Zeus visita Cuenca (IV)

Zeus visita Cuenca (IV)

Era media mañana cuando Zeus y Andreíta montaron en lo que el dios seguía considerando como una misteriosa biga sin caballos.

  • Sigue resultando un enigma para mí la manera en la que este artefacto se desplaza –comentó Zeus dubitativo–. ¿Acaso lo acciona algún tipo de magia?
  • Que yo sepa, no. Mi coche tiene un motor gasolina de noventa caballos –respondió Andreíta, la cual, viendo que su acompañante abría desmesuradamente los ojos componiendo una expresión atónita, desvió rápidamente la conversación– y nos llevará directamente a la finca donde está mi familia. No te preocupes, porque son todos muy agradables y te aceptarán como a uno más en seguida. Mi tío Fernando es un famoso velocista que llegó a ganar unas Olimpiadas. Es muy competitivo: cuando se entere de que juegas a la diana, seguro que te pide echar una partida.

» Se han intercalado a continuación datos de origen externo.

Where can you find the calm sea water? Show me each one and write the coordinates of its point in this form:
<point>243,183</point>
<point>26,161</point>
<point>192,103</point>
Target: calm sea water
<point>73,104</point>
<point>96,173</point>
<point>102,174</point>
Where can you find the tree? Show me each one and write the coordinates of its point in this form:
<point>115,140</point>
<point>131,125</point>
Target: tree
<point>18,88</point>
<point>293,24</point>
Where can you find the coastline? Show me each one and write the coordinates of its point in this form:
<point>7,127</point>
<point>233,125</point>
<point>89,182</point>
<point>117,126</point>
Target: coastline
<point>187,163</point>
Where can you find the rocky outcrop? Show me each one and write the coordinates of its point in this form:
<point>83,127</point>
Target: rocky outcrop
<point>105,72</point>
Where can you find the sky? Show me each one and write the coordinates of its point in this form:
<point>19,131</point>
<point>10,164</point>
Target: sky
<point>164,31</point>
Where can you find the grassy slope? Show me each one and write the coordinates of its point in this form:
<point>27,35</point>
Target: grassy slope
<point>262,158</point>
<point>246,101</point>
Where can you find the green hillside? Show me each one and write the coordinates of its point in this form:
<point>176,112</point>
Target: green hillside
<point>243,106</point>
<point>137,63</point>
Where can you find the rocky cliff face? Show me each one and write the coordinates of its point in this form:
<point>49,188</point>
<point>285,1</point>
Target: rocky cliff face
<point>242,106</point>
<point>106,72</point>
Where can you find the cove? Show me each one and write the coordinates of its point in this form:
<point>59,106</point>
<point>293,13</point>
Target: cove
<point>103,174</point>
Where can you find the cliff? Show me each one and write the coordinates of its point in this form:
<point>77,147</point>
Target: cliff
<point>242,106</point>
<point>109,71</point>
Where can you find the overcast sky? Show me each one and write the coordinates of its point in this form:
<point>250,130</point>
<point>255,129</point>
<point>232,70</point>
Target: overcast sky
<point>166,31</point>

Andreíta siguió charlando durante todo el recorrido, contando más cosas de sus familiares y respondiendo las inusuales preguntas de Zeus –¿Para qué sirven todos estos botones que hay aquí? ¿Esa “Casa de los Jamones” es una especie de templo? ¿Por qué hay un ciervo dibujado dentro de ese triángulo rojo y blanco?–. A la muchacha le extrañaba que una persona adulta no conociera esas cosas tan cotidianas, pero suponía que toda una vida dedicada a la perfección de una habilidad había convertido a ese hombre en una suerte de ermitaño al margen de la sociedad. Poco le importaba con tal de que siguiera tan encantador como lo había sido durante la noche anterior.

Así llegaron a la finca, un terreno diáfano rodeado por blancos muros cubiertos de enredaderas. En uno de los extremos se alzaba una casa de campo de planta rectangular, de un solo piso, que servía a la vez como dormitorio, salón y comedor. Próxima a ella se encontraba una construcción que hacía las veces de cocina, a la que se accedía atravesando una puerta corredera abierta de par en par. De entre las tejas cerámicas que cubrían el techo, una humeante chimenea se elevaba hacia el cielo, y parecía atraer con sus señales de humo a las personas para que allí se reunieran.

Andreíta aparcó el coche y bajó presurosa:

  • ¡Hola a todos! Escuchad, he venido con un acompañante. Se llama Zeus y es… jugador profesional de dardos.
  • ¡Aiba! Pues eso tendrá que demostrarlo… –exclamó el tío Fernando ahuecándose.
Zeus saliendo del coche. Fuente: Runtxu Cano

Cuando Zeus bajó del coche vistiendo el elegante traje, majestuosas las ondeantes guedejas y barbas de su regia testa, un admirado “Ooooh…” se escapó de los presentes.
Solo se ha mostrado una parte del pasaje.